Installing Cloudera Data Science Workbench 1.7.2 Using Cloudera Manager

Prerequisites

Before you begin installing Cloudera Data Science Workbench, make sure you have completed the steps to secure your hosts, set up DNS subdomains, and configure block devices.

Configure Apache Spark 2

Depending on the platform you are using, use one of the following sections to configure Apache Spark 2.

CDH 5

  1. Install and configure the CDS 2.x Powered by Apache Spark parcel and CSD. For instructions, see Installing CDS 2.x Powered by Apache Spark.

  2. To be able to use Spark 2, each user must have their own /home directory in HDFS. If you sign in to Hue first, these directories will automatically be created for you. Alternatively, you can have cluster administrators create these directories.
    hdfs dfs -mkdir /user/<username>
    hdfs dfs -chown <username>:<username> /user/<username>

    If you are using CDS 2.3 release 2 (or higher), review the associated known issues here: CDS Powered By Apache Spark.

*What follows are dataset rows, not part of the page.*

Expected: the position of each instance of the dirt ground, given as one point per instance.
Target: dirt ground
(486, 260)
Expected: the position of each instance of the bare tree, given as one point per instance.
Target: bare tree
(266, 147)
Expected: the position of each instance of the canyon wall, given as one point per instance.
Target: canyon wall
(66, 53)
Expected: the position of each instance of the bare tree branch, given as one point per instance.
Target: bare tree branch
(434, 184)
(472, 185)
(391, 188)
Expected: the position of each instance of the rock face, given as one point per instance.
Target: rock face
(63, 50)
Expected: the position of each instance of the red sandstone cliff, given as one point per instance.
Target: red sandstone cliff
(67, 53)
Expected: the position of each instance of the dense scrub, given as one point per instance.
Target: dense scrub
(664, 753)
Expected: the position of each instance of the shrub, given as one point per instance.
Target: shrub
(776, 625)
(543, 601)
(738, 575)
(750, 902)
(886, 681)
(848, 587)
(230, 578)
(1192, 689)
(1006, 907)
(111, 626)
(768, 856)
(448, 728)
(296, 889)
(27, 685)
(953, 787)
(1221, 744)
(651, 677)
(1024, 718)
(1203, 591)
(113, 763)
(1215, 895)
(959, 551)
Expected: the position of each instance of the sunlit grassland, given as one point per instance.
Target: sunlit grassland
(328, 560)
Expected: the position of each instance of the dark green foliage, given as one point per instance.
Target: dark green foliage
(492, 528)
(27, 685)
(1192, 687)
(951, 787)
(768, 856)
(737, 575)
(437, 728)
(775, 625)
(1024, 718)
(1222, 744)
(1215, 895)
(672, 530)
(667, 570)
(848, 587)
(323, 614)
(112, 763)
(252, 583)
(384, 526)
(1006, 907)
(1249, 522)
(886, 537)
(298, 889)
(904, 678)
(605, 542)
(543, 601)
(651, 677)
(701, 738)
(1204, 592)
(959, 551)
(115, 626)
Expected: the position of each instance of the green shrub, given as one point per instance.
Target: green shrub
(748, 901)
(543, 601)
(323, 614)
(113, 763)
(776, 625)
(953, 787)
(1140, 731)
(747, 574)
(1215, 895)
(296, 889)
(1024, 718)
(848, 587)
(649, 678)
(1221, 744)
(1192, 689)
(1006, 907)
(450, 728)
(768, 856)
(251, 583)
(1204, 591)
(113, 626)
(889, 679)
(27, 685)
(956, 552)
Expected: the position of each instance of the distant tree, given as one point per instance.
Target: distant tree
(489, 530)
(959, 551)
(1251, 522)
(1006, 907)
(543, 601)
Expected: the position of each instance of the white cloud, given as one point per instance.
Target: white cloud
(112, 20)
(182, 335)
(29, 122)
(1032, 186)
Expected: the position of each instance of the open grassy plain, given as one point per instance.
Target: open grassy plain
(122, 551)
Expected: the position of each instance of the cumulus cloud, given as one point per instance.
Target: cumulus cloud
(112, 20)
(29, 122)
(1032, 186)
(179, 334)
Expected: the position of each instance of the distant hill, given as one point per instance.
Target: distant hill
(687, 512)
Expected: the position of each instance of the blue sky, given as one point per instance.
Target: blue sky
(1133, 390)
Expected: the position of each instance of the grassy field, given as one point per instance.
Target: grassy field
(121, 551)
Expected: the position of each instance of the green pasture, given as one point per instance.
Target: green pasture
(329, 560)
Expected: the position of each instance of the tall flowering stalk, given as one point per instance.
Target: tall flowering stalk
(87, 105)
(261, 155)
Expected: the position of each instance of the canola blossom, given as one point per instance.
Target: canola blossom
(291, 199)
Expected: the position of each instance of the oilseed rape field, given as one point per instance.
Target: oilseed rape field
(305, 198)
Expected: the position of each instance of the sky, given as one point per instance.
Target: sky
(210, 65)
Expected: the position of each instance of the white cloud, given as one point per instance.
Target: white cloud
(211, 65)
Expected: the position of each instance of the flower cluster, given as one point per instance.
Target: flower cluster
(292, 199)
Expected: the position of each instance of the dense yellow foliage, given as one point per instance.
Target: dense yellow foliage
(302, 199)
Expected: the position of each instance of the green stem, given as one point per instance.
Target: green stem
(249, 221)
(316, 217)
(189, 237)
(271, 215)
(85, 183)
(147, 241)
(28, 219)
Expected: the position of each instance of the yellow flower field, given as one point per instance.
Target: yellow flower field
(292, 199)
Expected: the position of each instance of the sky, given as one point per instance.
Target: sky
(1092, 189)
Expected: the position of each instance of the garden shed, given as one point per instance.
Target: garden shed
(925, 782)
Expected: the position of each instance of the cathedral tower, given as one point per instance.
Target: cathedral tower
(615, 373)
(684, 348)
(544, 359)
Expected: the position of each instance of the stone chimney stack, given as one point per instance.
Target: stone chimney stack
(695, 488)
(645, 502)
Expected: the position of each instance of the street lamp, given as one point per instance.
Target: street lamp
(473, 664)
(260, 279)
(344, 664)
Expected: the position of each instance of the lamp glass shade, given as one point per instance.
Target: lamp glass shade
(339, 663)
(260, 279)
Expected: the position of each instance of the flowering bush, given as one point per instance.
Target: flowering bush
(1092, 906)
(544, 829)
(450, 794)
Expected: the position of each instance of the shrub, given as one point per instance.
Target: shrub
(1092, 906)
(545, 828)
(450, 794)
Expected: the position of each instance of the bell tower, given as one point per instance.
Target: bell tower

  3. Use Cloudera Manager to create add gateway hosts to your CDH cluster.
    1. Create a new host template that includes gateway roles for HDFS, YARN, and Spark 2.

      (Required for CDH 6 and CDP Data Center) If you want to run workloads on dataframe-based tables, such as tables from PySpark, sparklyr, SparkSQL, or Scala, you must also add the Hive gateway role to the template.

    2. Use the instructions at Adding a Host to the Cluster to add gateway hosts to the cluster. Apply the template created in the previous step to these gateway hosts. If your cluster is kerberized, confirm that the krb5.conf file on your gateway hosts is correct.
  4. Test Spark 2 integration on the gateway hosts.
    1. SSH to a gateway host.
    2. If your cluster is kerberized, run kinit to authenticate to the CDH cluster’s Kerberos Key Distribution Center. The Kerberos ticket you create is not visible to Cloudera Data Science Workbench users.
    3. Submit a test job to Spark by executing the following command:

      CDH 5

      spark2-submit --class org.apache.spark.examples.SparkPi --master yarn \
      --deploy-mode client /opt/cloudera/parcels/SPARK2/lib/spark2/examples/jars/spark-example*.jar 100
      To view a sample command, click
      spark2-submit --class org.apache.spark.examples.SparkPi --master yarn \
      --deploy-mode client /opt/cloudera/parcels/SPARK2/lib/spark2/examples/jars/spark-examples*.jar 100

      CDH 6 and CDP Data Center 7

      spark-submit --class org.apache.spark.examples.SparkPi --master yarn \
      --deploy-mode client SPARK_HOME/lib/spark-examples*.jar 100
      To view a sample command, click
      spark-submit --class org.apache.spark.examples.SparkPi --master yarn \
      --deploy-mode client /opt/cloudera/parcels/CDH/lib/spark/examples/jars/spark-examples*.jar 100
    4. View the status of the job in the CLI output or in the Spark web UI to confirm that the host you want to use for the Cloudera Data Science Workbench master functions properly as a Spark gateway.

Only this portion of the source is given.